Мы нашли чудом сохранившуюся лавочку и сели на неё: Райнер слева от Корнева, я — справа, взяв его в своеобразные клещи. Илья понял, почему мы так поступили, но не подал виду, что его это задевает.

— Вы хотели со мной поговорить, — сказал он, сняв с голову фуражку и проведя по волосам рукой. — Спрашивайте.

— Ольга Лаврова пропала, — произнёс я, наблюдая за его реакцией.

Он вздрогнул.

— Давно?

— Несколько дней назад. У нас есть все основания подозревать вас.
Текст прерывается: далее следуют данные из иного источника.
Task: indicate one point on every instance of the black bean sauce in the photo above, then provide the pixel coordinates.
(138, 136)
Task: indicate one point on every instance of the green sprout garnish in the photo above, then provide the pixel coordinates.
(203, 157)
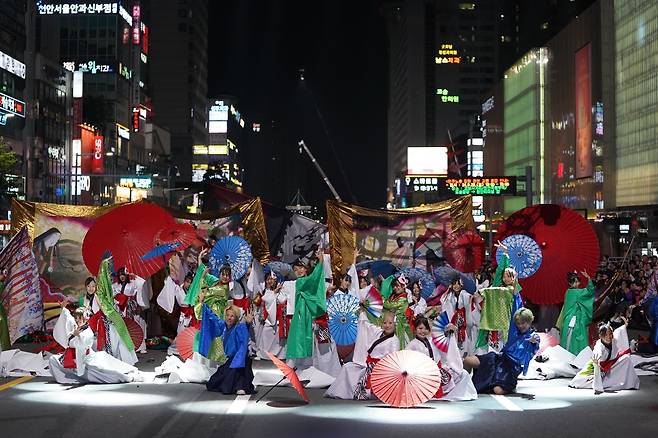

— Даже так? — в его голосе промелькнуло кажется совершенно искреннее удивление, и я очень пожалел, что не умею читать чужие мысли и быть детектором лжи.

Мне приходилось иметь дело с таки артистами, которые умели лгать так умело, что порой даже сами начинали верить в собственную ложь. Но Корнев, кажется, был не из таких. В его взгляде появилось что-то детское и наивное.

— А как иначе? — подтвердил дотоле молчавший Боря. — Только не надо отпираться: мы уже знаем, что вы три года назад ограбили коллекционера Фирша, а Ольга была наводчицей. Скорее всего, она помогла вам изготовить ключи от его квартиры. Скажу больше, Ольга хранила у себя часть награбленного.

— И какой же резон мне было её похищать? — спросил Корень. — Вы ведь именно так думаете, да?

— Убедите, что мы ошиблись, — заметил я.

Корнев с досадой поморщился.

— Начнём с того, что Ольга никаким образом не замешана в краже у Фирша. Это было целиком моё дело — от начала и до конца.

— Не врите, Корнев, — нахмурился я. — Это, конечно, благородно — выгораживать женщину, но сейчас не тот случай, чтобы изображать из себя рыцаря.